Scientists discover biological fingerprint in children with tuberculosis meningitis

Children with tuberculosis meningitis - a brain and spinal cord infection that leads to disability and death -- have a biological fingerprint that can be used to assess the severity of the condition, help decide the best course of treatment, and provide clues for novel treatments, scientists at the Francis Crick Institute, Imperial College London and the University of Cape Town reveal.

By comparing the blood and spinal cord fluid of 44 children with tuberculosis meningitis (TBM) and 20 patients with other spinal cord disorders, the team identified a set of biological markers elevated in TBM. The most common markers indicate damage of neurons and neuron-supporting cells, and their presence in the bloodstream and spinal cord can help to determine disease progression. The research, funded by Wellcome, is published in the journal of Clinical Infectious Diseases.

In the study, the children that developed severe disabilities or died from TBM had the highest levels of these biological markers, and the levels increased over time, suggesting that this information could be used to help predict disease outcome.

"This is the first time that anyone has found a set of biological markers for TBM," says Robert Wilkinson, Group Leader at the Crick and Imperial College London, and Director of the Wellcome Centre for Infectious Diseases Research in Africa at the University of Cape Town.

TBM is caused by a bacterium known as Mycobacterium tuberculosis. Infection normally begins in the lungs as TB and can spread to the brain and spinal cord, causing swelling and restricting blood flow. Several thousand young children die of TBM every year, and many more are left severely disabled.
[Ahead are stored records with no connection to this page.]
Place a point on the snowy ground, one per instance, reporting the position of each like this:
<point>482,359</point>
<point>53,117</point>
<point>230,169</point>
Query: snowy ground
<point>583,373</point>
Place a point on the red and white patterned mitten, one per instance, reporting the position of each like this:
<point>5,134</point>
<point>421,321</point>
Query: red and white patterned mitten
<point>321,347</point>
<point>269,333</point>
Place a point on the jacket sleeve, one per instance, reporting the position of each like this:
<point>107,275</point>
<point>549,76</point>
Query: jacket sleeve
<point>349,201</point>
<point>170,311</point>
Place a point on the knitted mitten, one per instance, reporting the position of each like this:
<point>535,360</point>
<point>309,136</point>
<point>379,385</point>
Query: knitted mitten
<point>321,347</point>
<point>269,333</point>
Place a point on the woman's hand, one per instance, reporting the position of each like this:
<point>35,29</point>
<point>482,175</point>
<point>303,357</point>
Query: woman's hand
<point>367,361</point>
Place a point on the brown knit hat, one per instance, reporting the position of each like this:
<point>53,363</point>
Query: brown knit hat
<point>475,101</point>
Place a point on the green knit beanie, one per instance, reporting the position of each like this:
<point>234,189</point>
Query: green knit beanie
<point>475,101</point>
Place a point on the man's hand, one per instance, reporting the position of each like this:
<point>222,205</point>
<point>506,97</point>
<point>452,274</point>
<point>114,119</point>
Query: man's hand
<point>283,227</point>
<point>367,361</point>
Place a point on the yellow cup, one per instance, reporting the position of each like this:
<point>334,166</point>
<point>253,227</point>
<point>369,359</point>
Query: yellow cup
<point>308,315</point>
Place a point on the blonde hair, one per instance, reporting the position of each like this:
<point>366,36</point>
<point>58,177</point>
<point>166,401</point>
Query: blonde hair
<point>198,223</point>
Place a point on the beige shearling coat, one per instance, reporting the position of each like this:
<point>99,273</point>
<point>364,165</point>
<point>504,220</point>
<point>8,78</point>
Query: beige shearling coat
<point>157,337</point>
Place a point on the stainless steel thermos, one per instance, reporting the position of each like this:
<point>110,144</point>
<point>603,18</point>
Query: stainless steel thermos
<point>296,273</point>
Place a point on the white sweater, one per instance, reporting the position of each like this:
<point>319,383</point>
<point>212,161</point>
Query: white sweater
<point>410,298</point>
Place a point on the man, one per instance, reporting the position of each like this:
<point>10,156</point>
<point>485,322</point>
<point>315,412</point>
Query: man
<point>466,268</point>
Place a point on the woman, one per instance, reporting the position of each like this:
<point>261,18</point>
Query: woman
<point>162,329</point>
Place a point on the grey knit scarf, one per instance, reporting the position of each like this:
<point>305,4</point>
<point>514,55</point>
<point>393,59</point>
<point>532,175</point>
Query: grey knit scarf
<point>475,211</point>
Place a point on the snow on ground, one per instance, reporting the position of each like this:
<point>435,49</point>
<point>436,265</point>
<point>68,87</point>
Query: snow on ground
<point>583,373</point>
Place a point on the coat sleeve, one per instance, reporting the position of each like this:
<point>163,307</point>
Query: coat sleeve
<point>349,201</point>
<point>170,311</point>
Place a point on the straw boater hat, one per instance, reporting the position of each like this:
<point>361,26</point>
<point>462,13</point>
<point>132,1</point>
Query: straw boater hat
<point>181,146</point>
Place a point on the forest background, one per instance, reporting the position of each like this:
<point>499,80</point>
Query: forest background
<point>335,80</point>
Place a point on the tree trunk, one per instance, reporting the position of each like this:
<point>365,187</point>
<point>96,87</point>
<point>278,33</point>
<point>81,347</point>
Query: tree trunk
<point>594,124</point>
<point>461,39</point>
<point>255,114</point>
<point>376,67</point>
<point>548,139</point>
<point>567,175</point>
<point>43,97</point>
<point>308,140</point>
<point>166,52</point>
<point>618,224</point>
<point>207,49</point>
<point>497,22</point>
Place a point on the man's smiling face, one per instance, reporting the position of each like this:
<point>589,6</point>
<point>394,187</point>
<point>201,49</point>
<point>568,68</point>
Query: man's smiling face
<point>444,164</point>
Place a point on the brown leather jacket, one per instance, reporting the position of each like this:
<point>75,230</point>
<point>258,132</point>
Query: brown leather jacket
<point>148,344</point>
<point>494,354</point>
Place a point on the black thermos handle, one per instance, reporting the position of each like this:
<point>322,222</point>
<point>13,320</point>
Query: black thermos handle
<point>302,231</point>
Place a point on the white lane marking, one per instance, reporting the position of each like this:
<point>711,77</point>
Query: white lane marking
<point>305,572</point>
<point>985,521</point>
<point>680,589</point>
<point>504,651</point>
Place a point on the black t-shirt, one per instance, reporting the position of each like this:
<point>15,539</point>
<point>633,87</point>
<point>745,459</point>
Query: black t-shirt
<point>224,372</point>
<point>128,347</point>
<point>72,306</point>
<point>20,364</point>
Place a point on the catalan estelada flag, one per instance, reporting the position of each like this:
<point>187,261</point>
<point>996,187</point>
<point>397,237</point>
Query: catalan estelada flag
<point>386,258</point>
Whilst the immune response to TBM sets up some of the damage, this new research suggests that markers of ongoing neuronal injury are more predictive of disease severity than markers of immune response.

"In the future, doctors could test their patients for these markers and use them to make better prognoses and decide on the right treatment strategy for the individual," says Robert. "In addition, we have greater knowledge of this historically neglected condition."